Initial and Longitudinal Cost of Surgical Resection for Lung Cancer.

Ann Thorac Surg 2020 Oct 5. Epub 2020 Oct 5.

Department of Surgery, Emory University School of Medicine, Atlanta, Georgia.

Background: The longitudinal cost of treating patients with non-small cell lung cancer (NSCLC) undergoing surgical resection has not been evaluated. We describe initial and 4-year resource use and cost for NSCLC patients aged 65 years of age or greater who were treated surgically between 2008 and 2013.
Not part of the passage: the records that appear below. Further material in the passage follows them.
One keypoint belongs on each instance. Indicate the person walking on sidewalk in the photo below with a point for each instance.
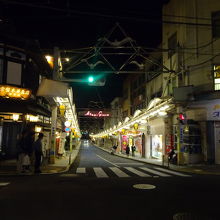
(133, 149)
(21, 150)
(127, 150)
(38, 153)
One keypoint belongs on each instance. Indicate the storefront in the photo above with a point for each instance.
(207, 116)
(155, 141)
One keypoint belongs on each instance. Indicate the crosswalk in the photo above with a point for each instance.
(125, 172)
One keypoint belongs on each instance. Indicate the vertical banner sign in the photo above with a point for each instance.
(53, 135)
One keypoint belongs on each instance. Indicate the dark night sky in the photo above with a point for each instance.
(71, 25)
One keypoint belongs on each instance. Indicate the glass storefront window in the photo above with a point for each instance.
(156, 146)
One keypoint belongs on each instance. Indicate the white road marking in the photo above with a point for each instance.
(119, 172)
(154, 172)
(100, 173)
(81, 170)
(172, 172)
(139, 173)
(107, 161)
(4, 184)
(131, 163)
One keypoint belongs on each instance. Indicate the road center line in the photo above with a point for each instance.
(131, 163)
(107, 160)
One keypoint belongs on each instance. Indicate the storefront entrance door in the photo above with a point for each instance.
(217, 142)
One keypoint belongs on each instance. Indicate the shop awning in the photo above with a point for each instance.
(52, 88)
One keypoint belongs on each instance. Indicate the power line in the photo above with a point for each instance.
(71, 11)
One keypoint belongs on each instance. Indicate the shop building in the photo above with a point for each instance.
(192, 55)
(21, 70)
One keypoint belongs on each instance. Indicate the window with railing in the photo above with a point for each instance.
(216, 24)
(216, 77)
(172, 44)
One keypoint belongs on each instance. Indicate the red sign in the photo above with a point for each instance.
(96, 114)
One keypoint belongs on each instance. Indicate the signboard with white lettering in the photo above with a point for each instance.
(96, 114)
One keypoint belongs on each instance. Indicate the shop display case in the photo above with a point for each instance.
(188, 136)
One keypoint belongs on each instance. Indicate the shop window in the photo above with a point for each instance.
(14, 73)
(125, 93)
(216, 24)
(1, 70)
(172, 44)
(216, 77)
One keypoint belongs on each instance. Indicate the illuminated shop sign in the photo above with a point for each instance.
(97, 114)
(14, 92)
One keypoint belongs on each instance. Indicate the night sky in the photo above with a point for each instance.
(71, 25)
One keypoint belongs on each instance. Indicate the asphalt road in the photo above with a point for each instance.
(101, 186)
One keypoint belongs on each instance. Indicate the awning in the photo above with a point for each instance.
(52, 88)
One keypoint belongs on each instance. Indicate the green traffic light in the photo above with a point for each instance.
(91, 79)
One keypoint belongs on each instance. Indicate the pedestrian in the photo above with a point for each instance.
(127, 150)
(38, 153)
(21, 150)
(133, 149)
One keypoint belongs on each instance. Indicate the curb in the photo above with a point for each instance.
(65, 168)
(189, 170)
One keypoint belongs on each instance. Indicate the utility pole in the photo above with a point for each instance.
(54, 110)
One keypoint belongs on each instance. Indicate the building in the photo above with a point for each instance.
(22, 67)
(191, 37)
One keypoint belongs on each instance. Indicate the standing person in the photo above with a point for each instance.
(127, 150)
(29, 141)
(21, 150)
(38, 153)
(133, 149)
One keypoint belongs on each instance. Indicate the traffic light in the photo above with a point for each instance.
(90, 79)
(97, 80)
(182, 118)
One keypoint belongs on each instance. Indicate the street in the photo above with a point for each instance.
(101, 186)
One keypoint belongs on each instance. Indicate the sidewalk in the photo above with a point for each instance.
(213, 169)
(8, 167)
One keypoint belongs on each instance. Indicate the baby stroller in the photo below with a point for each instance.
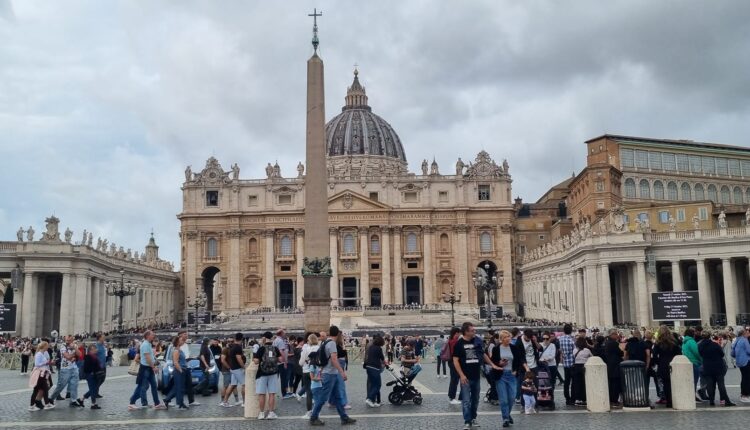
(545, 393)
(403, 390)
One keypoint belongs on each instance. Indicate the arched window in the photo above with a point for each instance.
(672, 191)
(685, 191)
(285, 245)
(411, 243)
(725, 195)
(444, 244)
(645, 189)
(699, 194)
(737, 196)
(349, 244)
(630, 188)
(712, 195)
(485, 242)
(212, 248)
(658, 190)
(375, 245)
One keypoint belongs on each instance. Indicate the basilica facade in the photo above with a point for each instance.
(396, 237)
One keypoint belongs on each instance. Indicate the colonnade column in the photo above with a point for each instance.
(385, 251)
(730, 291)
(269, 286)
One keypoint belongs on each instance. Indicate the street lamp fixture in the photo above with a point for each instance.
(486, 283)
(121, 289)
(452, 298)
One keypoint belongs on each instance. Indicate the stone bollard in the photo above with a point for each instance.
(251, 399)
(683, 388)
(597, 385)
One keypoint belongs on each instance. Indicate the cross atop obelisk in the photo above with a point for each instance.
(315, 16)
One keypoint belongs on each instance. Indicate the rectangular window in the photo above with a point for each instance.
(410, 196)
(627, 158)
(722, 167)
(484, 193)
(682, 163)
(212, 198)
(654, 160)
(734, 167)
(668, 162)
(641, 159)
(680, 215)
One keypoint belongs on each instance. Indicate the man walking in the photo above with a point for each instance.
(330, 380)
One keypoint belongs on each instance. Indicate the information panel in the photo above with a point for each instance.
(675, 306)
(7, 317)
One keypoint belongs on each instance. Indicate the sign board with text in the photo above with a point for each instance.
(675, 306)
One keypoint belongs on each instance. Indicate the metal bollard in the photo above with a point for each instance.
(597, 385)
(251, 399)
(634, 392)
(683, 387)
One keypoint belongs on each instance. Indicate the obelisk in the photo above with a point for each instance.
(317, 264)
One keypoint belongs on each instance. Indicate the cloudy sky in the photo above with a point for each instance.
(104, 103)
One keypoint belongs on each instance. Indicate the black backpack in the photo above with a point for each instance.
(319, 358)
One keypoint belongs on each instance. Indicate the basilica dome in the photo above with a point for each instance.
(357, 132)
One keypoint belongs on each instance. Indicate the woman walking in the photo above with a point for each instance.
(374, 364)
(180, 365)
(41, 379)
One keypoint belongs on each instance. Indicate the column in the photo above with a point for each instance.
(232, 300)
(462, 264)
(333, 234)
(428, 285)
(385, 249)
(730, 291)
(364, 266)
(269, 290)
(29, 305)
(398, 282)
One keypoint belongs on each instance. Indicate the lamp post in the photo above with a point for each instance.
(487, 282)
(121, 289)
(198, 303)
(452, 298)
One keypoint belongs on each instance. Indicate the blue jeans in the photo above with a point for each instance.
(178, 388)
(506, 393)
(330, 390)
(375, 382)
(470, 399)
(67, 378)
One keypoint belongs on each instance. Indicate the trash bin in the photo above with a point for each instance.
(633, 377)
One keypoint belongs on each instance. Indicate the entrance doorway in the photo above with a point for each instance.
(349, 291)
(286, 293)
(413, 290)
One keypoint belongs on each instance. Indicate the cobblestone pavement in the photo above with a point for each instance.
(434, 413)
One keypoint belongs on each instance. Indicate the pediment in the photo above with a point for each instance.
(351, 201)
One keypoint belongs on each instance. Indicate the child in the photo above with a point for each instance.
(528, 388)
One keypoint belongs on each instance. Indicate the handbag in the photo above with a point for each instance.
(133, 368)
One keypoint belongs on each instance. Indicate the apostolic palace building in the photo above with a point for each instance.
(396, 237)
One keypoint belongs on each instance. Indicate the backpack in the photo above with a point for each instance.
(269, 363)
(445, 352)
(319, 358)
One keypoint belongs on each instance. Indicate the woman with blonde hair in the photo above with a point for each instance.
(41, 379)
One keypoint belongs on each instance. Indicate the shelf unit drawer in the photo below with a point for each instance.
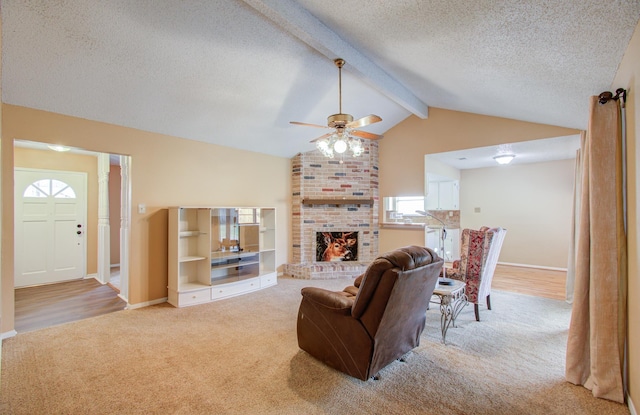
(194, 297)
(236, 288)
(268, 280)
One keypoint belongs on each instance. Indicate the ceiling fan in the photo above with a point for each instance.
(345, 134)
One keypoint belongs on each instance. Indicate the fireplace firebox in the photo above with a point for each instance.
(336, 246)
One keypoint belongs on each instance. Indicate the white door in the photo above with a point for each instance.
(50, 222)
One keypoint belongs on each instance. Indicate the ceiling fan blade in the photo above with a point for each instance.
(369, 119)
(321, 137)
(308, 125)
(364, 134)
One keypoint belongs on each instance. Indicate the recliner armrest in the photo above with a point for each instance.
(335, 301)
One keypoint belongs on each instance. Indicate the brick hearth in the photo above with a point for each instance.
(317, 179)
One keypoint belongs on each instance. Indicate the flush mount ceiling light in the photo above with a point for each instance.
(56, 147)
(345, 136)
(504, 158)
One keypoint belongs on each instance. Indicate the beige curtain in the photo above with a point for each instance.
(596, 340)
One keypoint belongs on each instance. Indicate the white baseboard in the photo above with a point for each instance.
(632, 408)
(147, 303)
(532, 266)
(9, 334)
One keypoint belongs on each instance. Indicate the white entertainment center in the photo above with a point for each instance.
(219, 252)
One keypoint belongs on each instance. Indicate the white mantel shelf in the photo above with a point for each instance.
(337, 202)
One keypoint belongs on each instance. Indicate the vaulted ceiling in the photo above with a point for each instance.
(235, 72)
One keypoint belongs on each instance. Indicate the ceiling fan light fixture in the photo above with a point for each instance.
(345, 135)
(325, 147)
(504, 158)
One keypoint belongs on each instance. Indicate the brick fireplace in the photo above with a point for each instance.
(337, 197)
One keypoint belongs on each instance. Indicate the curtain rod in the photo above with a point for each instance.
(607, 96)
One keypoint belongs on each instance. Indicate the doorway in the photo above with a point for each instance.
(34, 155)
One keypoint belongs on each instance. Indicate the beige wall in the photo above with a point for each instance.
(628, 77)
(114, 213)
(165, 171)
(403, 149)
(532, 201)
(51, 160)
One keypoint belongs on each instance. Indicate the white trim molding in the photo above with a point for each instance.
(532, 266)
(147, 303)
(632, 408)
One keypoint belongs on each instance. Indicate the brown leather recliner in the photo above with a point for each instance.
(362, 329)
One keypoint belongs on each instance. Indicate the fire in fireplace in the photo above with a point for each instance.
(336, 246)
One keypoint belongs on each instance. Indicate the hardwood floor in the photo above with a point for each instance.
(53, 304)
(531, 281)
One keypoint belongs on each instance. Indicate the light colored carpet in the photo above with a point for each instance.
(240, 356)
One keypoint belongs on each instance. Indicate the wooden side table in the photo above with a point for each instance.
(453, 299)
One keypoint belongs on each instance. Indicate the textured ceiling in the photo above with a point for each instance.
(236, 72)
(535, 151)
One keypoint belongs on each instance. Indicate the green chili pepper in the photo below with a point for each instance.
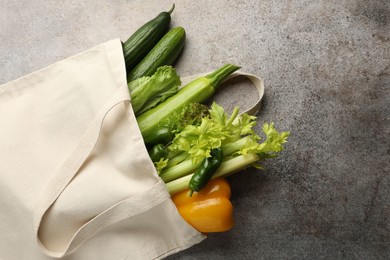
(206, 171)
(157, 152)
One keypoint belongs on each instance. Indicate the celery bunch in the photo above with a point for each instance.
(241, 146)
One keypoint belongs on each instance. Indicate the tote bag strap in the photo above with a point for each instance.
(255, 80)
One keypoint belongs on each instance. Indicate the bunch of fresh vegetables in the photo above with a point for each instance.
(193, 146)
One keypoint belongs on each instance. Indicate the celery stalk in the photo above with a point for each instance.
(225, 169)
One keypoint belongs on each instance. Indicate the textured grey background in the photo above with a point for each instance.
(326, 67)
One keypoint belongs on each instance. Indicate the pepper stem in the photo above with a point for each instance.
(173, 8)
(216, 77)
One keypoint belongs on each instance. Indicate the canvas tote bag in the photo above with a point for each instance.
(76, 181)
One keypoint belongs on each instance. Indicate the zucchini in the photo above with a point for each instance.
(163, 53)
(137, 46)
(197, 91)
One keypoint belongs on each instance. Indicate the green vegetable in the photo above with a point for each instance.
(192, 114)
(137, 46)
(189, 115)
(234, 134)
(157, 152)
(162, 135)
(197, 91)
(206, 170)
(164, 52)
(147, 92)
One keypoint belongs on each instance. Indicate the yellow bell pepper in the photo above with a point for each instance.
(209, 210)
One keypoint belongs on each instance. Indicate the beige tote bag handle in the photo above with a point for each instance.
(256, 81)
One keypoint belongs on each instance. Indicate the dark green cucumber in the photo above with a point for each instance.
(197, 91)
(145, 38)
(163, 53)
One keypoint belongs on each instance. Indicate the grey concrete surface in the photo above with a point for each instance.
(326, 67)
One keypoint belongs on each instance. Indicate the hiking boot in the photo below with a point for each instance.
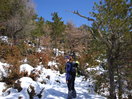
(69, 95)
(74, 94)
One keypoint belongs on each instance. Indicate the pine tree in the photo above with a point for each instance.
(111, 24)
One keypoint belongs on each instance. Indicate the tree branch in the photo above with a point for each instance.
(77, 13)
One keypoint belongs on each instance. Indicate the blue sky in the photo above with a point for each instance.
(44, 8)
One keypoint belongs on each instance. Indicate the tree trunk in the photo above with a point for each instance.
(111, 75)
(120, 84)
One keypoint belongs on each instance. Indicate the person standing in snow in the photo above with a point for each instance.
(69, 78)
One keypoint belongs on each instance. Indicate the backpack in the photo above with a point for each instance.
(74, 67)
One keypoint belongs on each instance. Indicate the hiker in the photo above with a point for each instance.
(69, 78)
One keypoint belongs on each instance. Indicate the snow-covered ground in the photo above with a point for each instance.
(54, 86)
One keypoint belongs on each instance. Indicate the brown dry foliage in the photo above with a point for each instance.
(45, 57)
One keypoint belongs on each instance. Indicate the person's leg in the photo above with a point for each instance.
(73, 82)
(69, 84)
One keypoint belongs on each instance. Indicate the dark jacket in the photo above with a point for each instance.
(68, 71)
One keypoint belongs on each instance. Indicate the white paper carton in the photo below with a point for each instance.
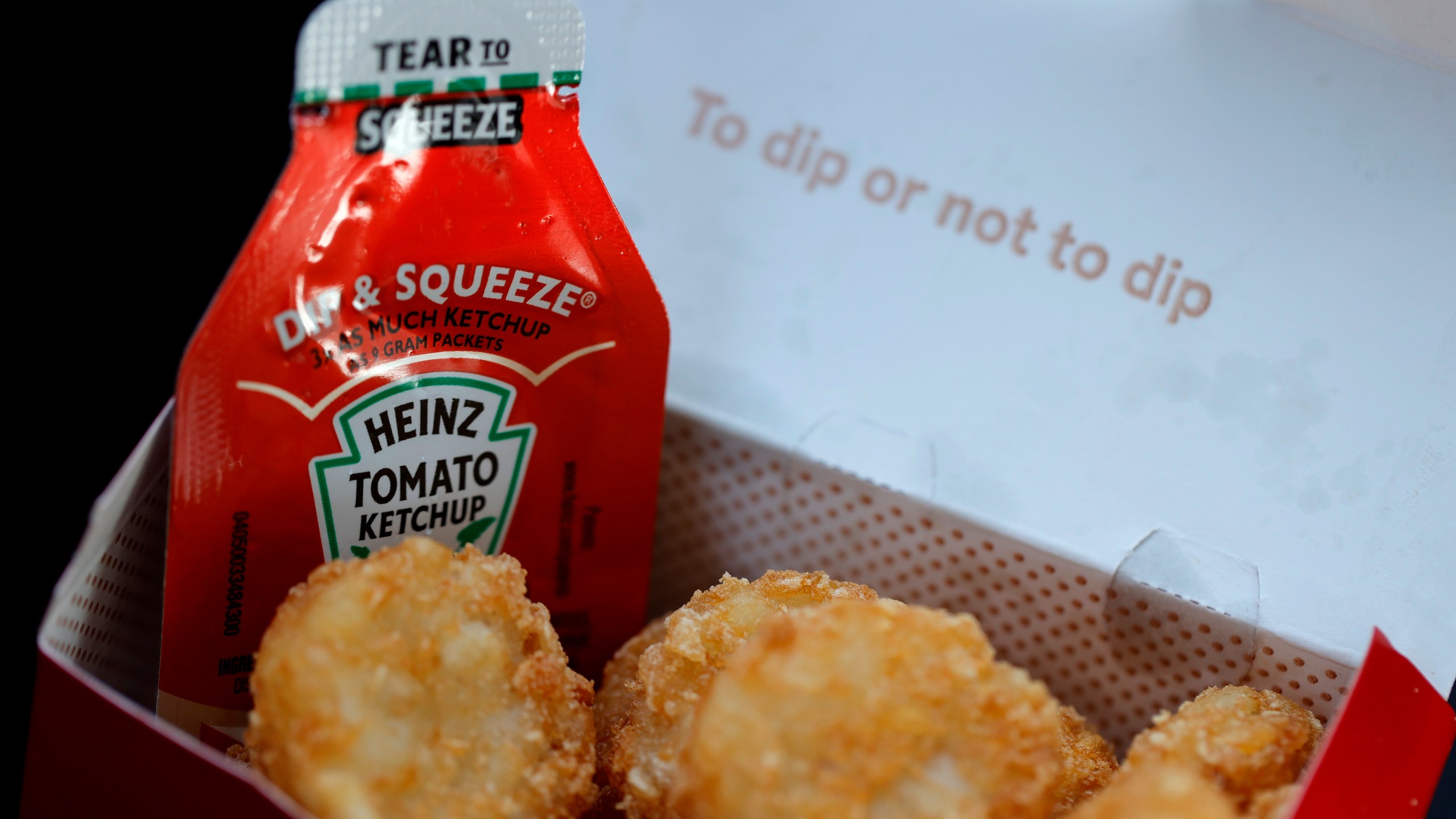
(1066, 278)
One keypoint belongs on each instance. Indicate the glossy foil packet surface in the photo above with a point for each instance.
(439, 325)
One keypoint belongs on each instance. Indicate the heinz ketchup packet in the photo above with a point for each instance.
(439, 325)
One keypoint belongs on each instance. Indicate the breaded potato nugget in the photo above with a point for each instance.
(619, 687)
(871, 710)
(1241, 739)
(421, 682)
(619, 684)
(1158, 792)
(675, 675)
(1087, 761)
(1275, 804)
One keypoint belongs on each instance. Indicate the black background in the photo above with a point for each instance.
(150, 216)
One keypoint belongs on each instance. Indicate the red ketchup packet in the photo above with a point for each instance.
(439, 325)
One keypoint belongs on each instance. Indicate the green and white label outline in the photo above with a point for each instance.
(353, 455)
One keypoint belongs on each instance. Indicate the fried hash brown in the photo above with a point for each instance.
(619, 687)
(1241, 739)
(872, 710)
(1087, 761)
(675, 675)
(421, 682)
(1158, 792)
(1273, 804)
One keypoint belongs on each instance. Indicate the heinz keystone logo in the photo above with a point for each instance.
(428, 455)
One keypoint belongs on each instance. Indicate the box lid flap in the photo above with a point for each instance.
(1077, 273)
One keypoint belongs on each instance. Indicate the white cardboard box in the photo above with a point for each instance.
(1302, 423)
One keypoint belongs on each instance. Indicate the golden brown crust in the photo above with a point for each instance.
(871, 709)
(619, 687)
(1087, 761)
(676, 672)
(1158, 792)
(1241, 739)
(241, 755)
(1275, 804)
(421, 682)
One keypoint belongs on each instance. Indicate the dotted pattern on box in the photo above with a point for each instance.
(110, 623)
(731, 504)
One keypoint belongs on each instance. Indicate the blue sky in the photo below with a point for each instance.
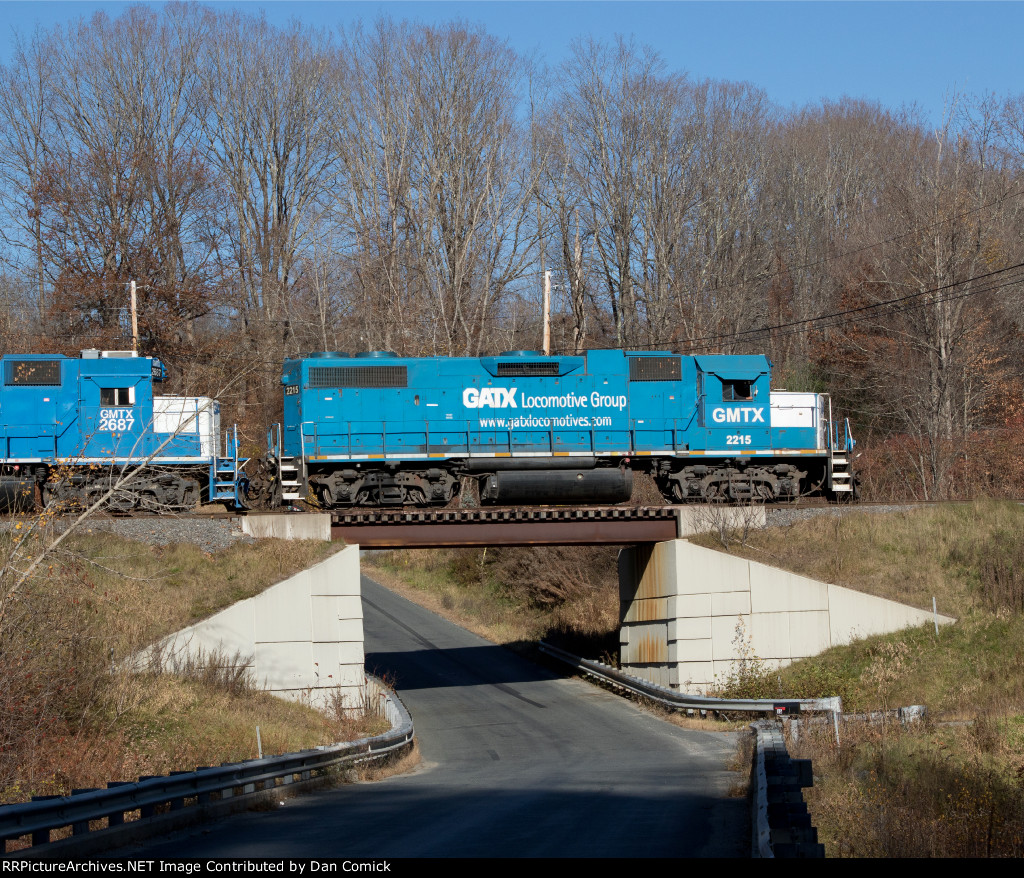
(799, 52)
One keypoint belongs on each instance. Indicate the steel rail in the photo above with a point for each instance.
(684, 701)
(40, 817)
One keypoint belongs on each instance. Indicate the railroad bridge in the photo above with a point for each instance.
(686, 613)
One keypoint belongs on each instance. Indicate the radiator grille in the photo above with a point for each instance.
(358, 376)
(44, 373)
(655, 369)
(525, 370)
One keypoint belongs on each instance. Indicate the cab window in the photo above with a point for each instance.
(732, 390)
(117, 395)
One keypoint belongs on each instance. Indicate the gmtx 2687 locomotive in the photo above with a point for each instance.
(380, 429)
(71, 428)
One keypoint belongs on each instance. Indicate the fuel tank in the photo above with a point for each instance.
(526, 488)
(16, 492)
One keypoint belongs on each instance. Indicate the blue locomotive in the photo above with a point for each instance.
(71, 428)
(387, 430)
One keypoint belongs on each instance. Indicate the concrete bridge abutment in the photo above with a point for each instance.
(689, 615)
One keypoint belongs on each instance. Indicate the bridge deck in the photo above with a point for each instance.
(505, 527)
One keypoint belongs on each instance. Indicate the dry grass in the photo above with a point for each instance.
(920, 791)
(905, 556)
(953, 787)
(71, 715)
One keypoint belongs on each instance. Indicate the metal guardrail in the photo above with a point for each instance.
(185, 789)
(779, 822)
(685, 701)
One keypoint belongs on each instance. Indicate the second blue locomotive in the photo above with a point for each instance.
(380, 429)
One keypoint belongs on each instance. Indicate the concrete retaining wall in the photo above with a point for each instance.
(301, 639)
(689, 614)
(297, 526)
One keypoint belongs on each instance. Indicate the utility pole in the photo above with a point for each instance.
(134, 321)
(547, 314)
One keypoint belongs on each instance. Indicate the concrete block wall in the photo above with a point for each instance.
(283, 526)
(689, 614)
(301, 638)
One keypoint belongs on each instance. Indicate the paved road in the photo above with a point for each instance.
(515, 762)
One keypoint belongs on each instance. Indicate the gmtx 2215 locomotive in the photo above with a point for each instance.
(71, 428)
(380, 429)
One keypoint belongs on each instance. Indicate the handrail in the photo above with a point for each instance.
(38, 818)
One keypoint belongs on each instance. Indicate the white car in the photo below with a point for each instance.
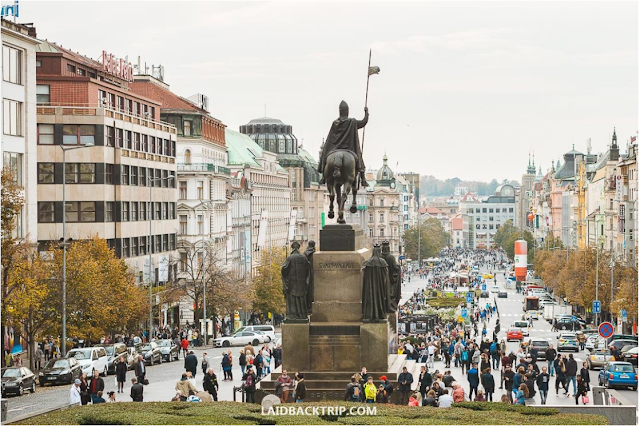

Methods: Using clinical data for NSCLC resections from The Society of Thoracic Surgeons General Thoracic Surgery Database linked to Medicare claims, resource use and cost of preoperative staging, surgery, and subsequent care through 4 years were examined ($2017). Cost of hospital-based care was estimated using cost-to-charge ratios; professional services and care in other settings were valued using reimbursements. Inverse probability weighting was used to account for administrative censoring. Outcomes were stratified by pathologic stage and by surgical approach for stage I lobectomy patients.

Results: Resection hospitalizations averaged 6 days and cost $31,900. In the first 90 days, costs increased with stage ($12,430 for stage I to $26,350 for stage IV). Costs then declined toward quarterly means more similar among stages. Cumulative costs ranged from $131,032 (stage I) to $205,368 (stage IV). In the stage I lobectomy cohort, patients selected for minimally invasive procedures had lower 4-year costs than did thoracotomy patients ($120,346 versus $136,250).

Conclusions: The 4-year cost of surgical resection for NSCLC was substantial and increased with pathologic stage. Among stage I lobectomy patients, those selected for minimally invasive surgery had lower costs, particularly through 90 days. Potential avenues for improving the value of surgical resection include judicious use of postoperative intensive care and earlier detection and treatment of disease.